Pahalı granit mermer kaplı, plastik palmiyeli “Sağlıkta Dönüşüm” show vitrini Türkiye’ye göstermediği ağır “insani bedeli” artık saklayamıyor.

Sağlık çalışanları  “sistematik” maruz kaldıkları ölümcül şiddet, tüketici iş yükü, hakkaniyetsiz  uygulamalar, bitmek bilmeyen nöbet işkencesi, kaybedilen mesleki haklar ve vatandaşın “içi boşaltılmış” sağlık hakkı için 13 Mart’ta grevde olacaklar..

Hekiminden taşeron temizlik işçisine, hemşiresinden sağlık teknisyenine, tüm çalışanlar, hastane işletmesinin karı şiştikçe tıp hizmetini  “niceliğe”, hastaları puan ve katılım payına  dönüştüren ve çalışanlara “insan” kabul etmeyen, emek sömürgeni “ilkel birikimci” sisteme karşı seslerini yükseltecekler..

On iki yıl önce başlayan “sağlıkta dönüşüm” hikayemiz “sağlıklı toplum” yaratmak yerine “hastalıklı vatandaş” ve “ucuz-esnek çalışan beyaz gömlekli emekçi” üreten devasa ticari sektör kurulumu tamamlanınca final yaptı.      

Siyasi iktidar “sarı öküzün parasını yiyenlerdir bunlar” startıyla hekimlere karşı başlattığı “ideolojik kampanya” olmasa bugünün AVM-rezidance kırması “sağlık piyasa” patronajlığına zor yükselirdi

Nasıl bugün Yeni Türkiye’de her sabah bir “iç düşman” tek tip manşetlerle ifşa ediliyorsa, on iki yıl önce ilk defa bir meslek grubu sistematik karalama, değersizleştirme “operasyonuna” uğratılarak milli zihinle eş güdümlü “sağlıkta köklü liberalizasyon” gerçekleşmişti.

Hekimliğin evrensel norm, tıp biliminin etik değer ve toplumcu sağlık hizmetini savunanları “ideolojinin deli gömleğini giyenler” diye suçlanmıştı.    

Çok ilginçtir, kamuoyu algısı “eli halkın cebinden çıkmayan” hekimlere karşı öfke üzerinden örgütlenirken “100 milyar dolarlık sağlık piyasasına” kamusal kaynak aktarımı son hız sürdürülüyor ve çalışanların özlük hakları “buharlaşıveriyordu”...
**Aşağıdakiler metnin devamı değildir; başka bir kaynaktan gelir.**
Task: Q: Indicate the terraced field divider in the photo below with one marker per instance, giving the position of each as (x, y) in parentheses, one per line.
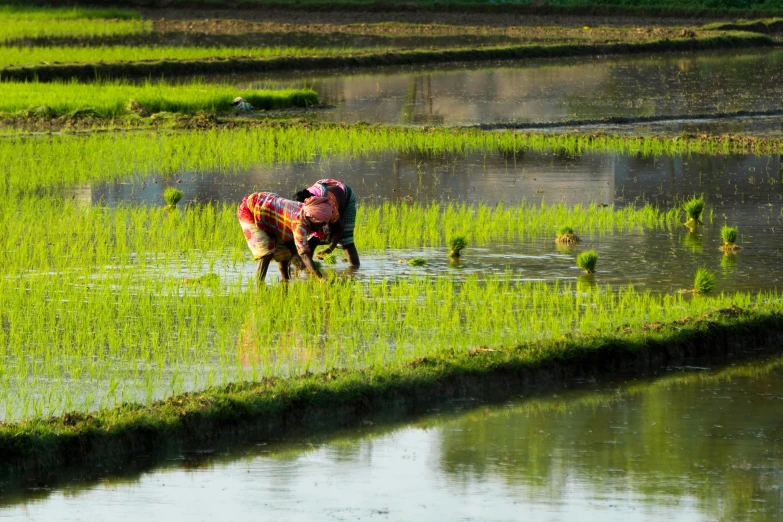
(89, 72)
Sağlık hizmet sunumu öznesi 120 bin hekim işletmeye bağımlı, kadrosuz, güvencesiz, söz hakkı olmayan, özerkliğini kaybetmiş “işçileştirme” sürecine tabii kılınırken , 200 bin sağlık emekçisi illa sendikasız “taşeron paket” halinde her yıl daha ucuza kiralanıyordu.

“İkame edilemez,ertelenemez, dramatik niteliğe” sahip sağlık hizmeti  performans payı, kar yüzdesine katılan  sayısal bir işleme indirgendiğinde hala uğradığımız tahribatın derinliğini farketmemiştik.

“Marka” olma heveslisi, dış yayın ve araştırmayla değil ciro toplamıyla övünen Tıp Fakülteleri akademik birikimi kısa sürede “çürüttü, tıp eğitimini öncelemeye kalkışan fakülteler ise “mali iflasın eşiğine” getirildiler..

Genç hekimlere dayatılan “rekabetçi/performans puan avcısı” formasyon klasik tıp eğitim yöntemleri ve mesleki dayanışmayı  alaşağı etti.

Kaldırılmış koruyucu sağlık hizmetleri, kışkırtılan hasta kimliği, bütün ülke nüfusu kadar acil servise başvuru, dünya rekoru kıran kişi ilaç tüketimi, çıldırmış tetkik-tahlil sayısı toplum ruh ve beden sağlığı adına çok tehlikeli sinyaller veriyor. 

Bu yüzden Türkiye’nin “sağlıkta illüzyonun” acil serviste kimi gün 500 hasta bakan acil doktoru, her gün 100-200 hasta bakmazsa işini kaybetmekle tehdit edilen hekim, 36 saat kesintisiz çalıştırılan “angarya emek” asistan, cumartesi nöbet tutmaya zorlanan esnek istihdam “jokeri” aile hekimleri, her yeni yılda kapının önüne atılan taşeron sağlık emekçileri de..

13 Mart’ta halka “sadece bizim emeğimiz değersizleşmedi, sizin ve çocuklarınızın temel hakkı sağlık, çeşit çeşit katkı,katılım bedelini denkleseniz de öylesine değersizleşti ki artık duyun” demek için seslenecekler.